You see, Dmitry’s career (and other things…) had taken him to Georgia while I was living in North Caroline. He had been pleading with me to move to Georgia for months, but that would endanger the job with the fund as it was clearly in the opposite geographical direction. As most women know, we have a sort of sixth sense when we feel our relationship is slipping away from us. Its that dark place you don’t want to look. That shadow you are trying to escape but is ever present. The more you try to ignore it, the greater the pressure and the need to act. Disregard these forces at your own peril. I could not ignore mine any longer.
Faced with jeopardizing my career and losing the love of my life, I took the advice of an eccentric and infamous cybersecurity pioneer who once told me, “Follow your heart and see what happens. You will get in trouble. You will be hurt. But that is the only way you will truly live.” Against my better intellectual judgement, I did just that. I followed my heart and moved to Georgia, to the very top of mountain. In this beautiful and magical place, I underwent a transformation that can only be described as transcendent. Together, Dmitry and I faced our demons, understood the power of forgiveness, and embraced the idea of doing one thing well. As it turns out, the one thing we decided to do well was to love each other. If we accomplished nothing else in this world, we would do that.

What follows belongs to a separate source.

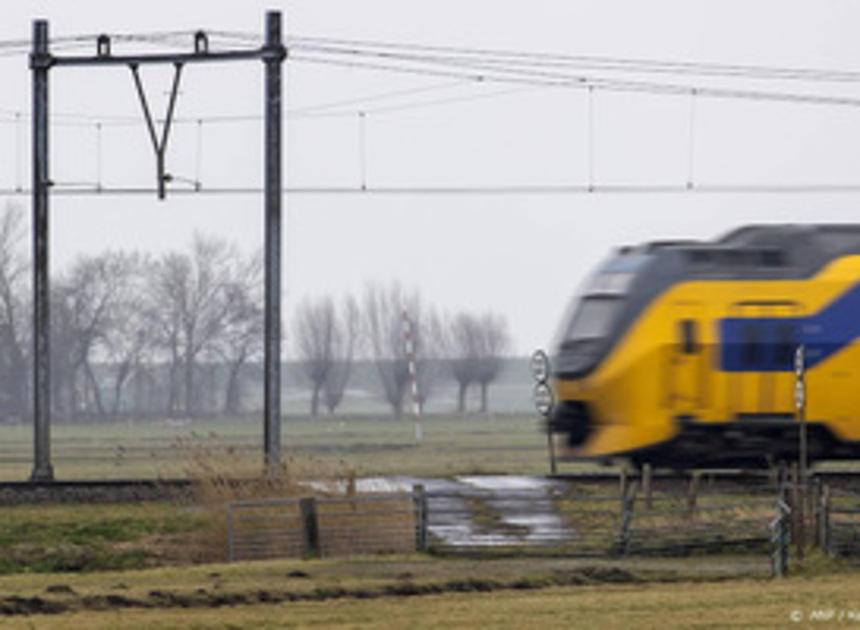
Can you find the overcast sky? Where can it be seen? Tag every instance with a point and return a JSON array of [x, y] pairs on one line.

Friends, I am hear to tell you, this is not for the faint of heart. This decision led us to forfeiting our financial careers, eloping in a small town outside of Atlanta, and embarking on the most incredible journey of becoming “The McKays.” Which brings me to the title of this entry. I did not start this life as Livi. Many people know me as Grace Livingston or Grace Francez depending on the timeframe in which you met me. Before becoming Livi, I was merely latching onto other’s identities for a sense of security, for a sense of belonging. When 2020 rolled around, there was only sanctuary within myself and my chosen partner. The solace I discovered was in the acceptance of who I was, what I have done, who I had become, and who I wanted to be.
It was in that moment that all the stars seemed to align. Livi McKay had been a online name I used for my loud mouth on anything cannabis or liberty related. Working for the fund, I did not want my opinions to jeopardize their operations. When I was fortunate enough to have the opportunity to speak publicly about my story with therapeutic cannabis and holistic medicine, I chose to do so under Livi McKay for the reasons I mentioned before. So, as fate would have it, when Dmitry and I decided to commit ourselves to one another for this lifetime and beyond, we wanted an identity that was wholly ours. One that represented who we were together and who we were to become.
As for our chosen namesake, “McKay” is my middle name, my grandmother’s maiden name, and translates as “happy” or “joyful”. And there was no better was to signify our internal state to the rest of the world. As for Livi, it was my homage to Livingston. A name that created who I am today, and one I will always be grateful to.
The integration of all experiences has led to the most incredible opportunities and happenings. Nothing can replace the meaning and love that entered my life as a result of following a madman’s advice. Maybe its time for a different way.